On peut voir dans cette figure féminine un symbole d’émancipation. Heureusement, Hercend ne cède pas vraiment à cette tentation et si Zita échappe à sa condition ce n’est que par des instants de griserie et non par une libération réelle. L’auteur montre la réalité de la condition de la jeune femme, forcée puis dominée par son amant Emiliano, le mécanicien du bolide, écartée par les fascistes qui ne peuvent concevoir qu’une fille conduise mieux qu’un garçon et, de plus, gagne des courses. Sa mère, consciente des difficultés qu’elle va affronter en se déplaçant avec un homme qui n’est pas son mari, mais qui devient son amant, ne la soutient pas dans son rêve de pilote de course. Son père, aimant fait d’abord preuve de la même opposition, mais espérant peut-être profiter des succès de son rejeton, la laisse quitter la maison pour sa tournée de courses automobiles. Il faut dire que son mentor est le notaire du village et que l’on ne résiste pas facilement à sa promesse de s’occuper de Zita.

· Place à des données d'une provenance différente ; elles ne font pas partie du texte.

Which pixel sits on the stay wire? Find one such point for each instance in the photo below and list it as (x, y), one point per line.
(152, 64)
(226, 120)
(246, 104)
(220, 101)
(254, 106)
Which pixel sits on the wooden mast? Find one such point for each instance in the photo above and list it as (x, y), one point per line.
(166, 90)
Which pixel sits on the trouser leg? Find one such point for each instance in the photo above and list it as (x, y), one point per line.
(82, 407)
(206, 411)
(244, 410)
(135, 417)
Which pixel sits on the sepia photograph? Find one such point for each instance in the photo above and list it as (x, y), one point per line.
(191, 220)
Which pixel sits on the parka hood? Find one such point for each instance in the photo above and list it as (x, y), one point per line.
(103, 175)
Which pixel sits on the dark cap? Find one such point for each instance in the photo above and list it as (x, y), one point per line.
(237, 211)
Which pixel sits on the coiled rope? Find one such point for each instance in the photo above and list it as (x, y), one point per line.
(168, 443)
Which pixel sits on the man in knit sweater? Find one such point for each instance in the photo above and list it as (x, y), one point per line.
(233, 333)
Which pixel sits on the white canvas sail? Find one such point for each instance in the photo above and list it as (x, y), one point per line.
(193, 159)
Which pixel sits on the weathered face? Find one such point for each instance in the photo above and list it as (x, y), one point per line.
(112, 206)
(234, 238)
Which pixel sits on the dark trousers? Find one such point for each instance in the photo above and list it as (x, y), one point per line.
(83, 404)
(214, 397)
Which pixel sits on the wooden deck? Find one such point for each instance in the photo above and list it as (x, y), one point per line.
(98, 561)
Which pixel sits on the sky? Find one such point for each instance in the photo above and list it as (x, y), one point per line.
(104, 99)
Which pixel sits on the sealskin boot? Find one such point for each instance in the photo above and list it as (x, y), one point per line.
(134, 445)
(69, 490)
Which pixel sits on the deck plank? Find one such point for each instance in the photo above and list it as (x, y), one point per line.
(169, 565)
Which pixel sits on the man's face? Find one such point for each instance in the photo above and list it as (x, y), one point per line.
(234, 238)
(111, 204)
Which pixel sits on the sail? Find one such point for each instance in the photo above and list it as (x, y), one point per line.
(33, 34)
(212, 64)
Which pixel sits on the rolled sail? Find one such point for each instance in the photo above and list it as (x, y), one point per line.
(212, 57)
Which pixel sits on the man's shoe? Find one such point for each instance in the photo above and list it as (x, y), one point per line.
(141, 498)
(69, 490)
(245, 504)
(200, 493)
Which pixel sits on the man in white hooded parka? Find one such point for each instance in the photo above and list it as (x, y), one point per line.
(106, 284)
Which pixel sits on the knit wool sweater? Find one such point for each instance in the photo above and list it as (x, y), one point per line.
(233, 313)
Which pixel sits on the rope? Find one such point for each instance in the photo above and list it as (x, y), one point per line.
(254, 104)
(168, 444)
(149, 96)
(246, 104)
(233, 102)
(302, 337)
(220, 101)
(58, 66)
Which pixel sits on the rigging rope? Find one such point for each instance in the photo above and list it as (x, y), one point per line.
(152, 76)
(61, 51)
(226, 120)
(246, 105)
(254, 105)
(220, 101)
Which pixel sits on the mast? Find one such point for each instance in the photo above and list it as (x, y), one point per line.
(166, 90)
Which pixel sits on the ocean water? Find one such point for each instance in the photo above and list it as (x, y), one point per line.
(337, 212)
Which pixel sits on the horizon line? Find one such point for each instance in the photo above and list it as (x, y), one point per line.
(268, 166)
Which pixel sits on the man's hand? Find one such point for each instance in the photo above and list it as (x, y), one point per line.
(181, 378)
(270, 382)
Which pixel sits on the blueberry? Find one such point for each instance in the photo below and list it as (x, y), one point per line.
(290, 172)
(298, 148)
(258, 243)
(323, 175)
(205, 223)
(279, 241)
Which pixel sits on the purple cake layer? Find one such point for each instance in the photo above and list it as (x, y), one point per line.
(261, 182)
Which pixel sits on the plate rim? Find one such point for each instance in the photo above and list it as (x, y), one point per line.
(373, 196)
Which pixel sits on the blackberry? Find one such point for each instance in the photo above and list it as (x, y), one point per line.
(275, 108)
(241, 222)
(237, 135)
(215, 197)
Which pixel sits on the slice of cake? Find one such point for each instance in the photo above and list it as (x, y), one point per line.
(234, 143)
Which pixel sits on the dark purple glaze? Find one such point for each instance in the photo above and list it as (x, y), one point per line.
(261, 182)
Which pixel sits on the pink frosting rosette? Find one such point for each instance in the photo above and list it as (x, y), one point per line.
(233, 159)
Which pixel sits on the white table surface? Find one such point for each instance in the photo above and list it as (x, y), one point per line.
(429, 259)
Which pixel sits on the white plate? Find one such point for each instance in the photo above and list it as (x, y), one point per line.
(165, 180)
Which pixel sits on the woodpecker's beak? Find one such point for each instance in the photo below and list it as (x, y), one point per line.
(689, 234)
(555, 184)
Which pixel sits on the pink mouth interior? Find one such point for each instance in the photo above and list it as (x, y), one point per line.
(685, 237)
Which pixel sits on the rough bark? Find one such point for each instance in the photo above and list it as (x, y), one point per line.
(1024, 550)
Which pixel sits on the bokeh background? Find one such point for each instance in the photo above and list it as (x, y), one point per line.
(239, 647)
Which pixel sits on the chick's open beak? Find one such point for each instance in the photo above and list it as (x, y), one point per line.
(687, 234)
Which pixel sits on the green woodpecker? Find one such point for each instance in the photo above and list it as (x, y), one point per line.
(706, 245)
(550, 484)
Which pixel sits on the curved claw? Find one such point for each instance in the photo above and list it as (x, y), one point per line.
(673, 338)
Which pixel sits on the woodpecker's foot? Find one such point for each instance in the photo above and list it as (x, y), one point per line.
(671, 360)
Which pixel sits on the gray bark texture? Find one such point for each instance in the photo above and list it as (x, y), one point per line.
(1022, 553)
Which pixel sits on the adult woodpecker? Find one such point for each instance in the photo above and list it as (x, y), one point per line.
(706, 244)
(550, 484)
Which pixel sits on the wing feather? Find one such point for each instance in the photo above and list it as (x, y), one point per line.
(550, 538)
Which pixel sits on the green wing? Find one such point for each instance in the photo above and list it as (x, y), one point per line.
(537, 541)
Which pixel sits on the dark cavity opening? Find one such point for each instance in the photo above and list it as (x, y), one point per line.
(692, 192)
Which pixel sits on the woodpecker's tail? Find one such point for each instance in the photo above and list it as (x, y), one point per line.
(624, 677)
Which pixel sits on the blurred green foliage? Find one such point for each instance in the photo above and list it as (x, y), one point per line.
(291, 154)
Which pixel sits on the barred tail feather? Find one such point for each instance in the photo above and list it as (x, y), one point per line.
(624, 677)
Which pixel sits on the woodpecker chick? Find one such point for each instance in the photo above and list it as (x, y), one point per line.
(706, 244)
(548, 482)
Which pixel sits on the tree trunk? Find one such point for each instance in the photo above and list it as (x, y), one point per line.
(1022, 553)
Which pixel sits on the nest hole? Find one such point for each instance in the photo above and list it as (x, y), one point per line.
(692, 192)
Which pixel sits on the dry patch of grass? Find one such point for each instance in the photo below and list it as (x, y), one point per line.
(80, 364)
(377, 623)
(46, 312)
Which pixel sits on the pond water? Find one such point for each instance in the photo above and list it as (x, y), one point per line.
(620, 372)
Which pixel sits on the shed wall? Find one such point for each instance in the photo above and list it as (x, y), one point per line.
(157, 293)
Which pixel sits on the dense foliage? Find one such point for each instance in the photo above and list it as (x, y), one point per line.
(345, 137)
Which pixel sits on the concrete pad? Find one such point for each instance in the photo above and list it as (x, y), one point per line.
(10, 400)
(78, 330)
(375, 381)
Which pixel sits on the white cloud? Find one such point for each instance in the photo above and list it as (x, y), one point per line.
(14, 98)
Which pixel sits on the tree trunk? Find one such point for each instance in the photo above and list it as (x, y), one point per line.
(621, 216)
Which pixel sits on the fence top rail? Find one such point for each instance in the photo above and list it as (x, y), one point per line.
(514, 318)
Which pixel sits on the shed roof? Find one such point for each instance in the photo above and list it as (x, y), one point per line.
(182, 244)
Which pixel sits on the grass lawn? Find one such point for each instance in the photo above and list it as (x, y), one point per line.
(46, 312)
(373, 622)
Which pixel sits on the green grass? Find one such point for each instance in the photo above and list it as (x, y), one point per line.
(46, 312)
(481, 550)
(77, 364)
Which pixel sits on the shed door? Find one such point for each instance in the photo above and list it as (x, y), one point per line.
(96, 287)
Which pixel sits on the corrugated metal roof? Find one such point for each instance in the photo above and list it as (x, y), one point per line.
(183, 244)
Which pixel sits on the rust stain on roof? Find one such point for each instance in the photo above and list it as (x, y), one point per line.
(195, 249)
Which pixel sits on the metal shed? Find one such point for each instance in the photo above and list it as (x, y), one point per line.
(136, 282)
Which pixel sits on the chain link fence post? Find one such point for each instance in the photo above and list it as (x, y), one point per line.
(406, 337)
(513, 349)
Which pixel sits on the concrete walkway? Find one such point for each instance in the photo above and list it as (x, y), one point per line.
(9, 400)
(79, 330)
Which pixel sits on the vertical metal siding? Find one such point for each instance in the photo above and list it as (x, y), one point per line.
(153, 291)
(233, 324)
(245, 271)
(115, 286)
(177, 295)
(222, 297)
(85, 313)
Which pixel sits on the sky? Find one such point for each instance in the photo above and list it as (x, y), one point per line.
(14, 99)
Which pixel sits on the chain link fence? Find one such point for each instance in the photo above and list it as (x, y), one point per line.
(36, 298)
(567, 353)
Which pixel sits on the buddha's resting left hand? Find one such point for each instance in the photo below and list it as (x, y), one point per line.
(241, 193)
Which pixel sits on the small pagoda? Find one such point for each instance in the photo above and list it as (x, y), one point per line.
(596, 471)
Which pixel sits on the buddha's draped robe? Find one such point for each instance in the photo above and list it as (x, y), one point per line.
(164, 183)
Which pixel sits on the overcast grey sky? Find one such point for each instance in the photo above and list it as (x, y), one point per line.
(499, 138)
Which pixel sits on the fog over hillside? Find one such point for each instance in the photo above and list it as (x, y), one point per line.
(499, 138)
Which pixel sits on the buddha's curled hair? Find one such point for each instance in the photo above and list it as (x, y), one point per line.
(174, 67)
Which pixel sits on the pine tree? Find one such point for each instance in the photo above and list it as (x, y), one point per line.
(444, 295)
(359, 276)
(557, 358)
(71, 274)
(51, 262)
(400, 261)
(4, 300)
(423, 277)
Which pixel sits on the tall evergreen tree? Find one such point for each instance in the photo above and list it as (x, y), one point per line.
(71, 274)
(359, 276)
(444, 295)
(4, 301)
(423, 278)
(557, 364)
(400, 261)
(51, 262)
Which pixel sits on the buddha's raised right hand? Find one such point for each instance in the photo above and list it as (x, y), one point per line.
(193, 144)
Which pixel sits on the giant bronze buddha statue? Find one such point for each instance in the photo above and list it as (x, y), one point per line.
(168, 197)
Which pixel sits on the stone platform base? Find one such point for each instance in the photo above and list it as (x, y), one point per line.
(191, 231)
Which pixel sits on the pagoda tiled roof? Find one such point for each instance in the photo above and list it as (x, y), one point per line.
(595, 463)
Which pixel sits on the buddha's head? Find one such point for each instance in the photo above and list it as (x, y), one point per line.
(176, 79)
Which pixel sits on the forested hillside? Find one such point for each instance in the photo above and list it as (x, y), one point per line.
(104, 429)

Hercend aurait pu tomber dans la facilité en imitant la destinée de Maria Antonietta d’Avanzo (1889-1977), baronne, soutenue par son père puis par son mari et qui fut une pilote de course émérite durant les mêmes années (photo ci-dessous). Mais en prenant volontairement une fille d’un milieu plus que modeste, il permet de coller à la réalité de la condition des femmes en général dans l’Italie de l’après première guerre mondiale.

C’est pourquoi l’auteur peut faire tomber enceinte la célibataire Zita et la présenter comme perdue pendant un temps jusqu’à ce que, de retour chez elle, le notaire accepte de l’épouser et de reconnaître l’enfant, lui qui est impuissant depuis ses blessures de guerre, et ne peut avoir d’héritier par lui-même.

Happy end donc, mais inattendu car tout le long du parcours de Zita, sa misère et sa soumission ressortent et ne sont oubliées par l’héroïne que par la griserie de la vitesse et de la maîtrise d’un bolide. C’est pourquoi ce roman me ramène aux onze points du Manifeste du futurisme écrit par l’écrivain italien Filippo Marinetti en 1909. A-t-il inspiré Hercend ? Sa relecture m’en persuade, en particulier le point 4 :

« Nous déclarons que la splendeur du monde s’est enrichie d’une beauté nouvelle: la beauté de la vitesse. Une automobile de course avec son coffre orné de gros tuyaux, tels des serpents à l’haleine explosive… une automobile rugissante, qui a l’air de courir sur de la mitraille, est plus belle que la Victoire de Samothrace » 

Ce manifeste a été justement relié aux idéaux fascistes. Le point 5 : « nous voulons chanter l’homme qui tient le volant, dont la tige idéale traverse la terre, lancée elle-même sur le circuit de son orbite » exprime la limite entre cette source d’inspiration possible et l’inévitable machisme qui soumet cette fille pourtant désireuse de s’émanciper par la course automobile. Le manifeste magnifie la domination du mâle, le roman Zita en montre la violence et la laideur.

Les peintres futuristes, comme Luigi Russolo, eurent les mêmes références. Comment ne pas penser aussi aux pages de Zita décrivant la vitesse en regardant Dynamisme de l’automobile peint en  1913.

Une œuvre littéraire habile, mêlant les aspects traditionnels d’une certaine société italienne du Nord aux soubresauts des changements : industrialisation accrue, place grandissante des sports mécaniques, changements politiques ici subtilement introduits avec la montée du fascisme.
Un plaisir de lecture garanti par l’originalité du sujet et les portraits de personnages liés, mais si différents.